The year was 2008; I was rummaging through a basement closet, a place where objects of old go to die. Meanwhile, across town, in a classroom, sat my twelve-year-old son. I bumped into a stack of games that had once amused and captured the imagination of a toddler; my clumsiness set off a jingle made possible by batteries inserted ten years prior. The jingle was distorted but I remembered it well. In that moment, with a garbled tune echoing from a box, I realized my mother never knew my son. Each stage of infancy prepares us for the next; then comes toddlerhood and boyhood; there is nary a moment to consider what might be missing. But in that moment, alone in a basement, smacked with the reality of all the life my mother missed, every tear I failed to shed at a funeral gushed like a dam that had broken.
My father outlived my mother but was not long for the world. As was the case with my mother, I did not shed a tear at his funeral.

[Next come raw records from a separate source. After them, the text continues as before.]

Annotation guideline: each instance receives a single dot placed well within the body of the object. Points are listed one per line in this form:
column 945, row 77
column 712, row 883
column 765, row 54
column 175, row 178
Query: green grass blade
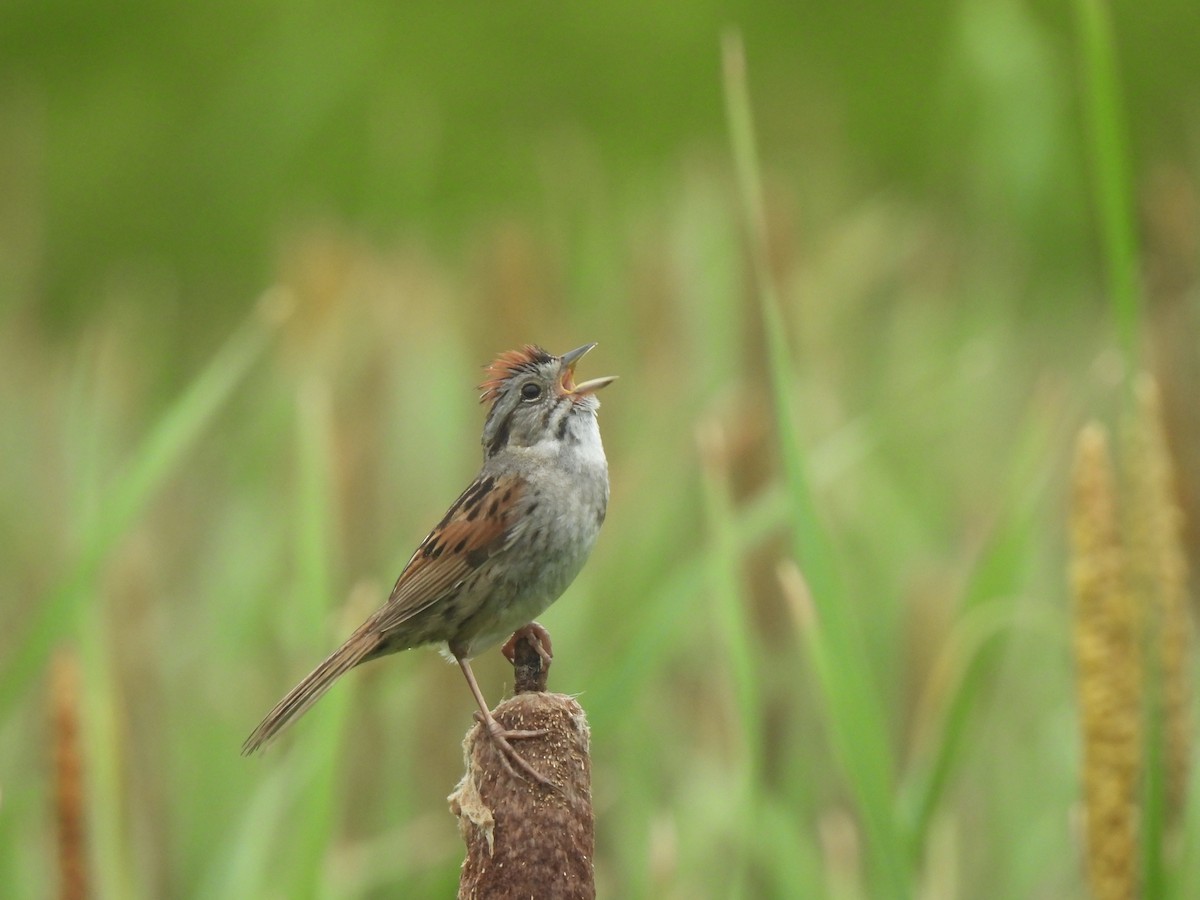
column 1000, row 573
column 1110, row 174
column 857, row 724
column 154, row 462
column 316, row 527
column 735, row 634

As a boy, I played guitar, mainly classical and some Beatles. My father brought home a piece of sheet music. “Play this; it’s a good song,” he had enthusiastically intoned. Like a brattish ten-year-old, I scoffed at the idea and refused. A week later, when alone, I set aside my childish attitude and strummed the strains of a tune that went straight to my heart in a way like few songs have. The song was Wichita Lineman. A year after my father’s passing, I heard it playing and, as I had in a basement with a garbled jingle in my ear, I went to pieces.
Often, the significant moments of our lives, like the flapping of a butterfly’s wings setting off a chain of events, are akin to puffs of air that float past us; they require a rearview mirror and the wisdom to intuit our life as a continuum. Then there are those moments that hit like a fist and remind us we become who we are through the love we have for others.